You think his nickname is twinkle-toes?
There wasn't a good alternative either. Say you have DR 2 armor. One ruling means people just take two less damage from everything; because armor becomes so important, it feels like everyone is fighting with nerf swords. If that armor blocks 2 or 1 HP blows but you still take all 4 damage from a 4 HP blow, everything becomes swingy and my players bitch. Armor as immunities to damage types never worked because history can't get it's act together. Could leather armor block arrows? Could mail? Every reenactor seemed to have a different answer. It just became a huge headache for me.
Have a surprisingly serene video of archers shooting boiled leather.
Back in college I used to play Belegarth. You run around and hit each other with nerf swords. You get whacked in the arm, you put it behind your back because it got cut off. You get hit again, you bleed out and die. Wearing armor gives you one free hit wherever you're wearing it. And I remembered that when I circled people, trying to find a way to hit them with my great honking two-hander, I would try to avoid hitting them in the armor. Time was short, death was quick, and I wanted my blows to count.

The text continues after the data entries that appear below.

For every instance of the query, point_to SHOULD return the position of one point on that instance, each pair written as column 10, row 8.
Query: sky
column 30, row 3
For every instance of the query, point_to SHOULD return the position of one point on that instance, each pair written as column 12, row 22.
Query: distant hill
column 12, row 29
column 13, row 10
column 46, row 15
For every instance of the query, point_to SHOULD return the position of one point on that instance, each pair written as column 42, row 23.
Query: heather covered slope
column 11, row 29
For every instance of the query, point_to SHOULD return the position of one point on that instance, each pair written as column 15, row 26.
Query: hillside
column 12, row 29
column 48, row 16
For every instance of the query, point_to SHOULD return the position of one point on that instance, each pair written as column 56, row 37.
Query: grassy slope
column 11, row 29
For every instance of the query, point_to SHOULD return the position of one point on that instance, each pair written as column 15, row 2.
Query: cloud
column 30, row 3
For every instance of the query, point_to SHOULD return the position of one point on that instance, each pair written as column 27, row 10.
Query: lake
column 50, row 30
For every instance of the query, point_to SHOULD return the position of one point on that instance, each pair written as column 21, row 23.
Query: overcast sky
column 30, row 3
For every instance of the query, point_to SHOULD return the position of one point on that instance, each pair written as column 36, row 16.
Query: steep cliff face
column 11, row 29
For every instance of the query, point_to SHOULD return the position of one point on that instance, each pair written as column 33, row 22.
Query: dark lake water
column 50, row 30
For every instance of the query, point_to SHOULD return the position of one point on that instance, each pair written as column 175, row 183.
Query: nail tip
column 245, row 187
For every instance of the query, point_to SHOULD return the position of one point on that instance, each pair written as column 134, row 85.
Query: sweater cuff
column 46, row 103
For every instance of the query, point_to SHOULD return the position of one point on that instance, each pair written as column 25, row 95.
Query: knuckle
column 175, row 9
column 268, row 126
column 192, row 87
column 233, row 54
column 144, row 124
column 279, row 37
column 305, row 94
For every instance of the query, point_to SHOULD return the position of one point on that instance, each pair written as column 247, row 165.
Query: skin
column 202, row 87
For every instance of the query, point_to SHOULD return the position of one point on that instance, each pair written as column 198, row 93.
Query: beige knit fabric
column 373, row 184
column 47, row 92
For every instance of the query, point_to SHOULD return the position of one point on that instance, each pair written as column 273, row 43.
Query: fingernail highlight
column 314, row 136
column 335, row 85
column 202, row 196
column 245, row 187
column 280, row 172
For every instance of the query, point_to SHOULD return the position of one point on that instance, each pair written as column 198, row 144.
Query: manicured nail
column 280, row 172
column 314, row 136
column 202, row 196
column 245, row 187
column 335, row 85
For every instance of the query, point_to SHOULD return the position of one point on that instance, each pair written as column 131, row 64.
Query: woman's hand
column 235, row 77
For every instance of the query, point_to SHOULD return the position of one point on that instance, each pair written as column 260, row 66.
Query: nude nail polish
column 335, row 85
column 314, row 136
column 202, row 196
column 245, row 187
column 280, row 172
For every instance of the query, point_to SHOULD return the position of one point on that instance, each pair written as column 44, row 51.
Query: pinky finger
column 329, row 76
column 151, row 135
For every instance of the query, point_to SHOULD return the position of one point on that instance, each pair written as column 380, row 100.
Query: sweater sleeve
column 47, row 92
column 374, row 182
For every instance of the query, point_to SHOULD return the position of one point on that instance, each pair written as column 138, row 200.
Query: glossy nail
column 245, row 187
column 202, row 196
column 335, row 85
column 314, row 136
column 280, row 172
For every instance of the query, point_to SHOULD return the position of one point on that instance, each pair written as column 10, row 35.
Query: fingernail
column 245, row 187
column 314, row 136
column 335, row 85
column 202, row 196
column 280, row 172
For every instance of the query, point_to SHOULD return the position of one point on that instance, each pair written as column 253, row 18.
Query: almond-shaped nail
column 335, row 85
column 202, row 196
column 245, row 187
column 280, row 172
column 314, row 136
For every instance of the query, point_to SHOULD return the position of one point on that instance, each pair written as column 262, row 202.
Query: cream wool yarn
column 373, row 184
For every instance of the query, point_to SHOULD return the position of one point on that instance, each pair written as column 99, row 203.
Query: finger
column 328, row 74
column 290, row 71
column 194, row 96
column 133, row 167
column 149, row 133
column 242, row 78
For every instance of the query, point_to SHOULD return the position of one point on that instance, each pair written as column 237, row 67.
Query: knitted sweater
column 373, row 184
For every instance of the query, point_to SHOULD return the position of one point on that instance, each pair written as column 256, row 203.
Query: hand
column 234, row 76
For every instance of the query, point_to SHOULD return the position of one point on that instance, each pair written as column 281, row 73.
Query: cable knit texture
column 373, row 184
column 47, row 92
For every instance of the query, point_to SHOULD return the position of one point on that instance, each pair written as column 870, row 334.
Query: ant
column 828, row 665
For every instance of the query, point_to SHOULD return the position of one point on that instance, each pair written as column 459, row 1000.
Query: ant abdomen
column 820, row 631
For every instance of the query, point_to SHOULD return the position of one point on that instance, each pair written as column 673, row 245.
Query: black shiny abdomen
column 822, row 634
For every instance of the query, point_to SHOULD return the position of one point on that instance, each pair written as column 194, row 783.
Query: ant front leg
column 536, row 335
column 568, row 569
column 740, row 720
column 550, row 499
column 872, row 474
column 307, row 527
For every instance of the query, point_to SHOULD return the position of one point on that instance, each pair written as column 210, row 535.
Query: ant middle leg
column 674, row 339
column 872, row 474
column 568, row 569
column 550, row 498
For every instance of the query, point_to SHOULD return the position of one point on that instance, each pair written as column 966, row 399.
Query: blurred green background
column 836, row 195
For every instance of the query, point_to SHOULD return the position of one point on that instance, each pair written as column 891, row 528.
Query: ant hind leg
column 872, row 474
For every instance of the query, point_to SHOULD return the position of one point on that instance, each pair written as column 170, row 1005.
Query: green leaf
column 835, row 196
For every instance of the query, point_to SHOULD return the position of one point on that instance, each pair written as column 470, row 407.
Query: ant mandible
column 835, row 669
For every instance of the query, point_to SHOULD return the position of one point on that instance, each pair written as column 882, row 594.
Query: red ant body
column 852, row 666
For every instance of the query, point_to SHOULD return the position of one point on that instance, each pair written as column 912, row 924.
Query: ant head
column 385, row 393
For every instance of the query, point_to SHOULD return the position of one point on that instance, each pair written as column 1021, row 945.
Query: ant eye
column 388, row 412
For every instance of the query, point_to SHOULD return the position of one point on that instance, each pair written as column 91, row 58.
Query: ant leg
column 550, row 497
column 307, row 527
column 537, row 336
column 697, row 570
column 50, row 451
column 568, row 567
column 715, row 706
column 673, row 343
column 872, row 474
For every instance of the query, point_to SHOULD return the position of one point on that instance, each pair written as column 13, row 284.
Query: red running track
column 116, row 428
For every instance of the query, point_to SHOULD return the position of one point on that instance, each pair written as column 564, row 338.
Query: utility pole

Google's best guess for this image is plant.
So this is how AC works. The more armor you wear, the less places an attacker has to aim. The harder it becomes to decide how to strike. Just as much as armor protects you, in the skirmish environment that D&D usually defaults to, it also debilitates your opponent. There are more ways to miss, more ways to hit and accomplish nothing.
So now I'm okay with AC. I'm even okay with armor a-la-carte, where each piece gives you +1 AC, because really, each one is just another minor headache for your foes. Maybe four metal knicks-knacks ARE as effective as chain. Maybe.
None of this properly represents the importance of shields, but fuck it, that can wait for another day. Sometimes simplicity of rules trumps historical accuracy.